Here are some tips for how to make it happen that were shared during the Pharma Forum session.

1. Keep your sessions short and impactful. Eighty-five percent of HCPs said this is important to them in Ashfield Meetings & Events’ 2018 The Science of HCP Meetings study, said Katie Koziol, HMCC, CMP, the company’s director of client services. “Focus the agenda on what’s new and exciting, not on information they already know,” she added. Consider the HCP’s return on investment, said a pharma meeting manager. “Understanding what their objectives are, as well as yours, is key.” 

2. Make sure your speakers are not just experts in the content, but also engaging presenters. During a tabletop discussion, speaker training came up as a key way to sharpen the presentation skills of those who aren’t professionally trained.

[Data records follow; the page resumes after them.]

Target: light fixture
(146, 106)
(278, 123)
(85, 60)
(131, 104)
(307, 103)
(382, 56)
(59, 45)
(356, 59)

3. Don’t be afraid to add a virtual component. More than three-quarters of Ashfield’s survey respondents said meetings should have a mix of virtual and on-site elements. “They want to make the most of their time on site, so you may want to consider providing some modules ahead of time, then use the on-site time to discuss and apply” what they learned pre-event, she said.

4. When HCPs are on site, think about using interactive formats such as workshops and hands-on training, which 86 percent said increase the educational value of a meeting. “Motion is emotion,” said one session participant. Mix up the room format, and give them plenty of opportunities to move around the room.

5. Find ways for HCPs to contribute to the agenda. Three-quarters of Ashfield’s respondents said meetings should provide the ability for attendees to help shape the learning experience, said Koziol. You can insert questions into your registration process, asking them for their hot topics or biggest challenges.

6. Give them lots of opportunities to share their clinical experiences, both with each other and with the key opinion leaders. “They like to have time to share best practices,” Koziol said. Be sure to include time for facilitated networking, such as Q&A sessions, along with the informal networking they engage in during breaks. 

7. Follow up post-meeting. Research shows that learners forget 50 percent within one hour; within 24 hours they forget 75 percent; and within a month they forget 90 percent of the information they learned. Send reminders, photos, Q&A transcripts, and other reminders to help HCPs remember, and hopefully use, their new understandings and skills.

8. Collect as much information as you can and analyze your event’s data footprint. The more you know about what attendees found engaging—and what disengaged them—the more compelling you can make your next meeting.